The new bill doesn’t extend the time available for plan participants to take coronavirus-related distributions (CRDs); however, it does add money purchase pension plans as a plan type from which participants may take a CRD. The provision is retroactive to the passage of the Coronavirus Aid, Relief and Economic Security (CARES) Act. The CARES Act provision of CRDs expires December 30.

The Consolidated Appropriations Act, 2021, also allows for distributions from retirement plans for participants affected by disasters other than the COVID-19 pandemic, as declared by the president. Participants in 401(k), 403(b), money purchase pension and government 457(b) plans may take up to $100,000 in aggregate from whatever retirement plan accounts they own without tax penalties. Income tax on these distributions may be spread over three years, and participants may repay them into a plan that is designed to accept rollovers within three years.

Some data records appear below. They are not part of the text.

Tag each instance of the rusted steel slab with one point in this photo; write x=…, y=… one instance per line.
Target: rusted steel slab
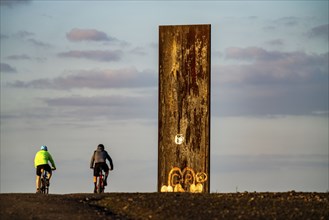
x=184, y=108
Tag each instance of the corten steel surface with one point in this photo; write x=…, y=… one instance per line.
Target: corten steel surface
x=184, y=108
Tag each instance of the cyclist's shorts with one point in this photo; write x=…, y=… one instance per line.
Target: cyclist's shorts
x=43, y=166
x=99, y=166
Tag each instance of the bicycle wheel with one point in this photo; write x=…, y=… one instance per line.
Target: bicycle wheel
x=43, y=185
x=100, y=184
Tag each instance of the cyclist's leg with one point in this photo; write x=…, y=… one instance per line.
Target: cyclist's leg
x=39, y=170
x=96, y=171
x=106, y=170
x=49, y=171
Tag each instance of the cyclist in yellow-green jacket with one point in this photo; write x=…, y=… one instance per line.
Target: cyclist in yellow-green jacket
x=41, y=163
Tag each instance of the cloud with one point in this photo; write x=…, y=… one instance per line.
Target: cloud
x=3, y=36
x=98, y=55
x=39, y=43
x=19, y=57
x=288, y=21
x=262, y=82
x=6, y=68
x=12, y=3
x=320, y=31
x=119, y=107
x=88, y=35
x=95, y=79
x=138, y=51
x=25, y=57
x=24, y=34
x=276, y=42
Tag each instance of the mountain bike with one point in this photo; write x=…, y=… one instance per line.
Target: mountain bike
x=100, y=182
x=44, y=189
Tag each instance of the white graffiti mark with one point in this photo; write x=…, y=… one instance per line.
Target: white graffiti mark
x=184, y=181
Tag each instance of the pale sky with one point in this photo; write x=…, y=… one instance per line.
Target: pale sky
x=75, y=74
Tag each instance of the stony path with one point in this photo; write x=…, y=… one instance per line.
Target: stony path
x=289, y=205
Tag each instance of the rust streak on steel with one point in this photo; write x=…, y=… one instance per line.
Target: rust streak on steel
x=184, y=100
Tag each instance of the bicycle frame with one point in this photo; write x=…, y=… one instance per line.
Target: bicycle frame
x=100, y=182
x=44, y=187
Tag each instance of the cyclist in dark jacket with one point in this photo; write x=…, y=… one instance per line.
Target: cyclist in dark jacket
x=98, y=162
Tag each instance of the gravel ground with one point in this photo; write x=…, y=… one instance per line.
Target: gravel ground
x=288, y=205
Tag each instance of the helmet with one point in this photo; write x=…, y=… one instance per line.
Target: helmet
x=100, y=146
x=44, y=147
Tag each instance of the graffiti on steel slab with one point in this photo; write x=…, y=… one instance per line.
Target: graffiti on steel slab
x=184, y=181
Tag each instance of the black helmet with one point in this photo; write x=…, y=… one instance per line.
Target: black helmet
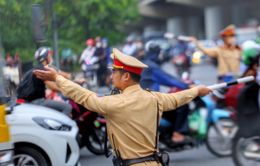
x=152, y=47
x=42, y=53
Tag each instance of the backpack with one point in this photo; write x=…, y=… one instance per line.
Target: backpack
x=30, y=87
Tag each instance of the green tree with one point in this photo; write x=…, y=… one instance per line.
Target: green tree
x=77, y=20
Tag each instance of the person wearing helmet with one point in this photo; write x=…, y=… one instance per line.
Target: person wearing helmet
x=228, y=55
x=250, y=56
x=87, y=54
x=152, y=78
x=36, y=92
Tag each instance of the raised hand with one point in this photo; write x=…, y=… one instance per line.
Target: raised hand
x=48, y=74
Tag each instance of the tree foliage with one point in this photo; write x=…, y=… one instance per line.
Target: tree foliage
x=77, y=20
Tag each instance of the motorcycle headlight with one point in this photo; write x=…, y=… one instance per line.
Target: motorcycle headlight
x=52, y=124
x=6, y=157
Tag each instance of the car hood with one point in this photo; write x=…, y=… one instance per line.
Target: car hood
x=40, y=111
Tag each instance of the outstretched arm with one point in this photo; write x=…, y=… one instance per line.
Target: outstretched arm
x=72, y=90
x=174, y=100
x=212, y=52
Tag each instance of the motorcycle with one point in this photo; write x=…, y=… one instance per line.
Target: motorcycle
x=222, y=125
x=246, y=143
x=91, y=126
x=208, y=123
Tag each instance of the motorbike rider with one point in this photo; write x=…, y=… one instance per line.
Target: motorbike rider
x=87, y=54
x=228, y=55
x=152, y=78
x=248, y=99
x=43, y=56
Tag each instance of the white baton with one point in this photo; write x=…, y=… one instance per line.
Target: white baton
x=226, y=84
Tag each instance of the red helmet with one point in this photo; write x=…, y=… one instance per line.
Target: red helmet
x=90, y=42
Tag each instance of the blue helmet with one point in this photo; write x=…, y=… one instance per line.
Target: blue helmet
x=42, y=53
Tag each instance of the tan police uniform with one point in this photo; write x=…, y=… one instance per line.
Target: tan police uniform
x=132, y=115
x=228, y=58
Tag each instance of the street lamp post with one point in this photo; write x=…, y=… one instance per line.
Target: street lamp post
x=55, y=36
x=2, y=86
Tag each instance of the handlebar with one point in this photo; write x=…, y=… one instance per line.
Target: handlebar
x=227, y=84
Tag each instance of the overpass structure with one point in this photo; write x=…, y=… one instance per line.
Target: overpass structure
x=201, y=18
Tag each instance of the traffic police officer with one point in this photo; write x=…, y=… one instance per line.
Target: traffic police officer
x=228, y=55
x=131, y=115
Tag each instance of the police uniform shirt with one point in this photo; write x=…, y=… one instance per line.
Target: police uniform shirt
x=131, y=116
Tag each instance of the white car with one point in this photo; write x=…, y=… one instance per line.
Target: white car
x=43, y=137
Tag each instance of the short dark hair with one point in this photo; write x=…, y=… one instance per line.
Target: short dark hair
x=135, y=77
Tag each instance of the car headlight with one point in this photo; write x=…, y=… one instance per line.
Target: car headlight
x=6, y=158
x=52, y=124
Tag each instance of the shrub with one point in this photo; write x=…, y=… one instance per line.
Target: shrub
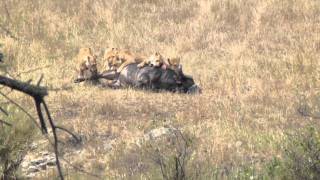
x=15, y=141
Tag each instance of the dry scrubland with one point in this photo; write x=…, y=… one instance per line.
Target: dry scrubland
x=257, y=62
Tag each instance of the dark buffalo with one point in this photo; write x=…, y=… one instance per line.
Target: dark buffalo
x=153, y=78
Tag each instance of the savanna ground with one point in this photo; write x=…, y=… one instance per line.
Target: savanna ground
x=257, y=62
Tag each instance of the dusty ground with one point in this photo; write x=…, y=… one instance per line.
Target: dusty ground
x=256, y=61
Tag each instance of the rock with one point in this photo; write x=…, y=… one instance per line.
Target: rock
x=155, y=133
x=31, y=166
x=32, y=169
x=238, y=144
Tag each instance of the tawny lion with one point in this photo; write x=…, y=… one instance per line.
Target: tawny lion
x=116, y=59
x=86, y=60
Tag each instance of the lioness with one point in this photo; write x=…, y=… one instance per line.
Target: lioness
x=116, y=59
x=86, y=60
x=155, y=59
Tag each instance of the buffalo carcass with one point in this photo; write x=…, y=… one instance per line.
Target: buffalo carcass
x=153, y=78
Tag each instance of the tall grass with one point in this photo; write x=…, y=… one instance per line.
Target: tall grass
x=257, y=62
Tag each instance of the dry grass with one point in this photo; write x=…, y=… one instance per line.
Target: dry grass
x=257, y=62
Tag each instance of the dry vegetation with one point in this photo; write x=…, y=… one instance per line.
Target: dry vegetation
x=257, y=61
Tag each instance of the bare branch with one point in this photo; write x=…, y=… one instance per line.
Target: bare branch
x=4, y=111
x=22, y=109
x=34, y=91
x=40, y=79
x=70, y=133
x=55, y=139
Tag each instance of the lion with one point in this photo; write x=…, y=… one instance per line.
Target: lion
x=87, y=60
x=173, y=63
x=111, y=59
x=155, y=60
x=116, y=59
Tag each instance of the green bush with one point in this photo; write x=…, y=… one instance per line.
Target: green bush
x=15, y=140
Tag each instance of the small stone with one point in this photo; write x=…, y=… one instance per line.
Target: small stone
x=238, y=144
x=33, y=169
x=37, y=162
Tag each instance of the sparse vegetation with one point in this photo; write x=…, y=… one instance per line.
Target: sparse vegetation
x=15, y=141
x=256, y=61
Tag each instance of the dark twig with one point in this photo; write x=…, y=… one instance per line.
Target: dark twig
x=40, y=79
x=39, y=112
x=22, y=109
x=31, y=90
x=55, y=138
x=4, y=111
x=69, y=132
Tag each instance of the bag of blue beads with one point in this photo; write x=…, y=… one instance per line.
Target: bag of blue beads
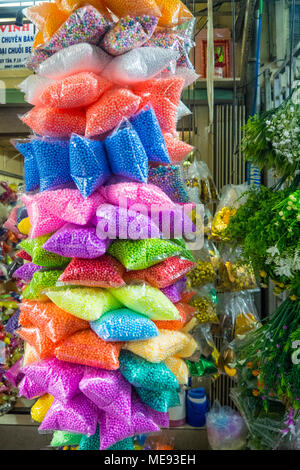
x=52, y=157
x=148, y=129
x=126, y=154
x=88, y=164
x=159, y=401
x=145, y=374
x=31, y=172
x=124, y=325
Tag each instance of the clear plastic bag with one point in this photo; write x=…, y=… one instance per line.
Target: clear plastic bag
x=179, y=368
x=129, y=33
x=164, y=96
x=86, y=348
x=54, y=322
x=99, y=272
x=226, y=429
x=169, y=179
x=124, y=325
x=84, y=302
x=233, y=275
x=142, y=373
x=75, y=91
x=147, y=127
x=238, y=315
x=53, y=122
x=78, y=416
x=84, y=25
x=70, y=205
x=132, y=161
x=33, y=87
x=82, y=57
x=109, y=111
x=88, y=164
x=146, y=300
x=205, y=271
x=230, y=200
x=161, y=275
x=118, y=222
x=158, y=349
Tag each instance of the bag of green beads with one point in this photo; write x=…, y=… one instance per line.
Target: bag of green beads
x=40, y=281
x=41, y=257
x=141, y=254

Participants have until 180 days after enactment of the bill to take qualified disaster distributions.

The new bill also extends the expanded limits for qualified retirement plan loans allowed under the CARES Act for that same 180-day period. It similarly extends the one-year delay in loan repayment for participants with repayment due dates between the first day of the disaster incident period and ending 180 days after the last day of the period.

The newly passed stimulus bill also includes provisions related to employer benefits other than retirement plans. The CARES Act allows employers to make payments of up to $5,250, tax free, toward employees’ student loans through the end of this year. The new bill extends that until the end of 2025.

In addition, the bill allows employers to extend the grace period for unused flexible spending account (FSA) benefits for 12 months after plan years ending in 2020 or 2021.